Any revival of the Obama’s catch-and-release would give most of El Salvador, Guatemala, and Honduras — 32 million Central Americans — the practical ability to migrate to the United States by claiming they are fleeing gangs or domestic violence.
The variety of reforms implemented by Sessions are on track to deliver a “dramatic” reduction in the number of economic migrants who win asylum claims in U.S. immigration courts, says TRAC Reports, Inc., a non-profit based at Syracuse University which collects asylum and immigration-related data.
But the Sessions turnaround from Obama’s asylum rules is an ideological problem for pro-migration Democrats, who favor the large-scale migration of poor, government-boosting migrants into the United States.

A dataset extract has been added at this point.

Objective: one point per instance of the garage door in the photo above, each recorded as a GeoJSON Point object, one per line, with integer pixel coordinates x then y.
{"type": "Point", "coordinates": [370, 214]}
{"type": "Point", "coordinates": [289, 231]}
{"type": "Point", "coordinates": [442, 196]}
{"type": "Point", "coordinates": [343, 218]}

The turnaround is also a business problem for business-first Republicans groups. In 2017, 400,000 asylum-seeking migrants got work permits, so reducing labor-market pressure on employers to pay higher wages to Americans.
Yoder’s bill also includes a green-card amendment that opens the door to more outsourcing of college-graduate jobs, amendments to expand the blue-collar H-2A and H-2B visa-worker programs, and an amendment to block detention of migrant families.
Roughly 1.5 million visa-workers already hold U.S.-based college-graduate jobs after getting work-permits via the H-1B, L-1, OPT and J-1 visa-worker programs. Many of those resident Indian visa-workers are funding their own advocacy campaigns — such as Immigration Voice — launched the advocacy campaign which prompted Yoder’s green-card amendment.
The GOP legislators on the panel which voted for the Yoder giveaway are:
- Rodney P. Frelinghuysen, New Jersey, Chairman
- Harold Rogers, Kentucky
- Robert B. Aderholt, Alabama
- Kay Granger, Texas
- Michael K. Simpson, Idaho
- John Abney Culberson, Texas
- John R. Carter, Texas
- Ken Calvert, California
- Tom Cole, Oklahoma
- Mario Diaz-Balart, Florida
- Tom Graves, Georgia
- Kevin Yoder, Kansas
- Steve Womack, Arkansas
- Jeff Fortenberry, Nebraska
- Thomas J. Rooney, Florida
- Charles J. Fleischmann, Tennessee
- Jaime Herrera Beutler, Washington
- David P. Joyce, Ohio
- David G. Valadao, California
- Andy Harris, MD, Maryland
- Martha Roby, Alabama
- Mark E. Amodei, Nevada
- Chris Stewart, Utah
- David Young, Iowa
- Evan H. Jenkins, West Virginia
- Steven Palazzo, Mississippi
- Dan Newhouse, Washington
- John R. Moolenaar, Michigan
- Scott Taylor, Virginia
- John Rutherford, Florida
Four million Americans turn 18 each year and begin looking for good jobs in the free market — but the government provides green cards to roughly 1 million legal immigrants and temporary work-permits to roughly 3 million foreign workers.
The Washington-imposed economic policy of economic growth via immigration shifts wealth from young people towards older people by flooding the market with cheap foreign labor. That process spikes profits and Wall Street values by cutting salaries for manual and skilled labor offered by blue-collar and white-collar employees. The policy also drives up real estate prices, widens wealth-gaps, reduces high-tech investment, increases state and local tax burdens, hurts kids’ schools and college education, pushes Americans away from high-tech careers, and sidelines at least 5 million marginalized Americans and their families, including many who are now struggling with opioid addictions.